Let $n \in \mathbb N$, $n>2$ and $u_{1},u_{2},...,u_{n-1}$ are all root of unity for n.
Proof that for every $z \in \mathbb C$: $$z=\frac{2}{n}\sum_{k=0}^{n-1}(Re(u_{k}\overline z)u_{k})$$
I know that $Re(u_{0})=Re(u_{1})$, $Re(u_{2})=Re(u_{3})$ etc. However then I have a problem with $n$ because I don't know anything about parity of $n$. Moreover I don't know what to use this idea even if I consider two cases: $n=2k$ and $n=2k+1$.

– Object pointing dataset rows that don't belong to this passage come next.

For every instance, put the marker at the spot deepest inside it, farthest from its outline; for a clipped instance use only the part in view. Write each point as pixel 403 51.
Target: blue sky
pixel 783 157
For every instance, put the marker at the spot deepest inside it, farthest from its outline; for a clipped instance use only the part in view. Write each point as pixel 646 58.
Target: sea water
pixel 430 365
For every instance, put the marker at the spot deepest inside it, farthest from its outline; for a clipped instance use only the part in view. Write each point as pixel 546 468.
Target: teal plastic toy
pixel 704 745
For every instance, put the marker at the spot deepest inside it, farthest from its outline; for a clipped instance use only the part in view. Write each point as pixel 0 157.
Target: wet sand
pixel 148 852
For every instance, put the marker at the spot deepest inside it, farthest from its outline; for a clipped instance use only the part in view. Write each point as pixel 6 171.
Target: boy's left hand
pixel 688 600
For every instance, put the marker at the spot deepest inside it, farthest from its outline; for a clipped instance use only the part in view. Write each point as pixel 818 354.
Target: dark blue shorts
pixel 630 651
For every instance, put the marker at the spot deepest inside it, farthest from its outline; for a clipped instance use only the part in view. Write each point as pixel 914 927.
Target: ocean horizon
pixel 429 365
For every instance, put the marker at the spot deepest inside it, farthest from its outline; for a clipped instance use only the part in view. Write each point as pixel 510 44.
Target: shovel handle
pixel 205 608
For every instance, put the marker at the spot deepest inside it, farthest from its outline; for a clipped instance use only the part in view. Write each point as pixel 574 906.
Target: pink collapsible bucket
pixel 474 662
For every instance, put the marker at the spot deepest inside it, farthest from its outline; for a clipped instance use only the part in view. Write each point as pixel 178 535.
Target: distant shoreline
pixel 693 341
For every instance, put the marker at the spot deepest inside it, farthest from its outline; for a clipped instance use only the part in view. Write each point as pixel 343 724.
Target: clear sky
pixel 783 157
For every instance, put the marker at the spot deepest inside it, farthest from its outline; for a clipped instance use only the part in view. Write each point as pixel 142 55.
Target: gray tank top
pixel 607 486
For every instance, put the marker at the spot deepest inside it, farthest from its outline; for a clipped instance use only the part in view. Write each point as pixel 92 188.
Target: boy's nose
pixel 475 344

I thought also about $\sum _{{k=0}}^{{n-1}}e^{{\frac {2\pi ik}{n}}}=0$ but I still do not know how to do it.
Are you have any idea?
Note that $$\frac{2}{n}\sum_{k=0}^{n-1}(Re(u_{k}\overline z)u_{k}) = \frac{2}{n}\sum_{k=0}^{n-1}\frac{u_{k}\overline z+\overline{u_{k}}z}{2}u_{k} =\frac 1n (\overline z\sum_{k=0}^{n-1}u_k^2+z\sum_{k=0}^{n-1}|u_k|^2)$$
Using a geometric argument, a geometric sum, or Newton's identities it's easy to show $\sum_{k=0}^{n-1}u_k^2=0$. Besides, $|u_k|=1$, so the result follows.